Meister Rumi sagte: „Wenn sich zeigt, dass etwas – auch in bester Absicht – letztlich aber doch schief gebaut wurde, muss man es wieder abreißen.“ Es geht darum, keine Flickschusterei an einem untauglichen, baufälligen Objekt zu betreiben. Man muss also als Architekt einen geeigneten Bauplan befolgen und die Bauphasen ständig überwachen. Dieses Prinzip des Bauens gilt für den Menschen wie auch für die ganze Menschheit.

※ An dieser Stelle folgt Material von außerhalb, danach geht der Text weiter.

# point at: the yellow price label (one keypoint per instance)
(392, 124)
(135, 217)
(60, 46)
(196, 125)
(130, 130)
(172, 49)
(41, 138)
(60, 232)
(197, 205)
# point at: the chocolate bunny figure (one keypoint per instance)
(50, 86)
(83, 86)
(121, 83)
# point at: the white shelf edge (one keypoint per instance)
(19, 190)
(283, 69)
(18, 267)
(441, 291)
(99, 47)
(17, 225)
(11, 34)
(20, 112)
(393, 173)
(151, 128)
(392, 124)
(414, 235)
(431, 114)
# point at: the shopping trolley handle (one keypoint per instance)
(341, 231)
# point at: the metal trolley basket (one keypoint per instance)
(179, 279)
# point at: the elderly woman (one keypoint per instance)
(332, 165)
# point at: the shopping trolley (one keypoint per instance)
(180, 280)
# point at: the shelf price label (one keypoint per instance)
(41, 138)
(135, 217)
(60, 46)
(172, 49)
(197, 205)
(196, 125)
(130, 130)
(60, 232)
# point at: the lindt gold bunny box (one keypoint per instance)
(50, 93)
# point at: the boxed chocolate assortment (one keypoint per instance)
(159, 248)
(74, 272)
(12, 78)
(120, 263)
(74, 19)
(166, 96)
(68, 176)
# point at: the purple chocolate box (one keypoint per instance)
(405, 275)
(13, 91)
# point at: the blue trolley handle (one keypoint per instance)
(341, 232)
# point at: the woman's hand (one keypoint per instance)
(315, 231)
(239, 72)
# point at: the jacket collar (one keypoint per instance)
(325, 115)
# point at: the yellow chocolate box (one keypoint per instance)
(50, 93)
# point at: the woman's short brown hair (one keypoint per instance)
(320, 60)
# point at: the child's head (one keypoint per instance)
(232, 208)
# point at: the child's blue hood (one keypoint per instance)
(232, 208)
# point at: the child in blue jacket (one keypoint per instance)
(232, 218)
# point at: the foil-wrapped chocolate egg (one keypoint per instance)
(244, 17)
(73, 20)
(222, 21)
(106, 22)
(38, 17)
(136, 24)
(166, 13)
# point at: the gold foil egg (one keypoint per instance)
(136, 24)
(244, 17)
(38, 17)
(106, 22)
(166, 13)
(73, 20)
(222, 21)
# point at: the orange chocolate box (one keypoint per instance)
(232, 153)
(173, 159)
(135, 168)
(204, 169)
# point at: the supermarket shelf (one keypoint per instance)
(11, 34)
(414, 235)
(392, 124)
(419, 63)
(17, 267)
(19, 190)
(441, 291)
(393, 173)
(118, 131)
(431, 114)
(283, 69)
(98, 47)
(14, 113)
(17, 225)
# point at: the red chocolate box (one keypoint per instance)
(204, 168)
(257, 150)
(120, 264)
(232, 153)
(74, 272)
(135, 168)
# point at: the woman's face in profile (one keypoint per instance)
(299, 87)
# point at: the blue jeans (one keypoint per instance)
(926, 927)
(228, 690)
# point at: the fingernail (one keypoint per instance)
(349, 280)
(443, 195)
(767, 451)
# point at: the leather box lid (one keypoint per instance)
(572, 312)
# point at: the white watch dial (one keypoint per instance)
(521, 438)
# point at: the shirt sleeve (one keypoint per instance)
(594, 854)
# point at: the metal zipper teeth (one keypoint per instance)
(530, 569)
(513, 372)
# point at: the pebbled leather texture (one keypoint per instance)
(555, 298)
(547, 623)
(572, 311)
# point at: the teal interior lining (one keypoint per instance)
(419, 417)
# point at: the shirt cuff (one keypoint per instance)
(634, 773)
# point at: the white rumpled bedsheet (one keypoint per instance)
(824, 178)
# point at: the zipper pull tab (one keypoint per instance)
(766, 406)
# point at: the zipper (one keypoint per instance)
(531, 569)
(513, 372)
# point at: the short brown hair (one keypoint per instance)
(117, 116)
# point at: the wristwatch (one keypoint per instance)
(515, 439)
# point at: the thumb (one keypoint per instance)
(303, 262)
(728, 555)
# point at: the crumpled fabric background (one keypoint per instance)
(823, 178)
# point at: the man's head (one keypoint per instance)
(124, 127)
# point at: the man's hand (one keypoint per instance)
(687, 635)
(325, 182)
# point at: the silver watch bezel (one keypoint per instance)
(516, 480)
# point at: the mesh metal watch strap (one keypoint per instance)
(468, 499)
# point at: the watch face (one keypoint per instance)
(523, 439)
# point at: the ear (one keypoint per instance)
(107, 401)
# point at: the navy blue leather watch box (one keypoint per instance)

Rumi stellte im Blick auf den Plan die berechtigte Frage: „Wie erlangen wir rechte Wahrnehmung?“ Und er antwortete: „Indem wir dem bisherigen Wissen entsagen.“ Das heißt alle ungeeigneten Pläne und Lebensentwürfe verschwinden lassen. Denn es soll etwas völlig Neues entstehen. Amos Comenius (1592 bis 1670) zum Beispiel sagte in diesem Zusammenhang: “Wir Menschen müssen uns auf das einzig Notwendige besinnen.“ Und Rumi fragte: „Wie können wir zum wahren Sein gelangen?“
Gereinigtes Wesen als Bauplatz
Kehrt man zum Baugedanken zurück, heißt das, dass zunächst der Bauplatz gesäubert werden muss, Raum geschaffen werden muss, ehe der Grundstein gelegt werden kann. Rumi sagte: „Indem wir unserem bisherigen Dasein entsagen." Dabei muss der Mensch selbstverständlich alle üblichen Pflichten im Alltag gewissenhaft erfüllen. Das gehört dazu, damit er geeignete Bausteine herantragen und zubereiten kann. Rechtes Behauen der groben Steine im Leben ist eine sehr fruchtbare Arbeit.
Deshalb stellte Rumi die Frage: „Wie finden wir die wahre Frucht des Geistes?“ Er hatte eine einleuchtende Antwort parat: „Indem wir die Hand nicht ausstrecken nach der Frucht der Täuschung.“ Das bedeutet, dass ein Mensch ein Unterscheidungsvermögen erworben haben muss. Denn vielfältig sind die Verlockungen und Wunschvorstellungen im menschlichen Wesen. Wer dem nachgibt, kann das grobe Material nicht bearbeiten.
Liebe als Mörtel
Was also ist nötig? Rumi beleuchtete die besondere Situation, in welcher der Mensch beginnt, sich Rechenschaft zu geben über seine bisherige Lebenssituation und die erforderliche Bauweise. Er zeigte, wodurch die rechte Erfahrung beim Bauen gewonnen wird. „Unsere Pflicht ist dies: Uns fügen und tun, was Gott gebietet.“
Die uneigennützige Liebe nimmt in dieser Aufforderung einen entscheidenden Platz ein. Der Baumeister muss lernen, mit dem Mörtel der Liebe zu arbeiten. In der chinesischen Gnosis wird das so ausgedrückt: „Solange Tao – die Liebe – nicht von oben nach unten fließen kann, gehorcht das Volk nicht. Dann herrscht eine Blockade, und die Menschen können ganz einfach keine geeigneten Bauleute sein. Denn alles wird dann ,schief gebaut'.“
Nur wenn die Regeln beim Bauen eingehalten werden, kann der Schlussstein für ein geistiges Zuhause zusammen mit vielen Gleichgesinnten gesetzt werden. Und in diesem Haus gibt es „viele Wohnungen“, so sagte einst Jesus zu seinen Jüngern. Es erfordert das Streben mit ganzem Herzen, um ein kundiger Baumeister zu werden.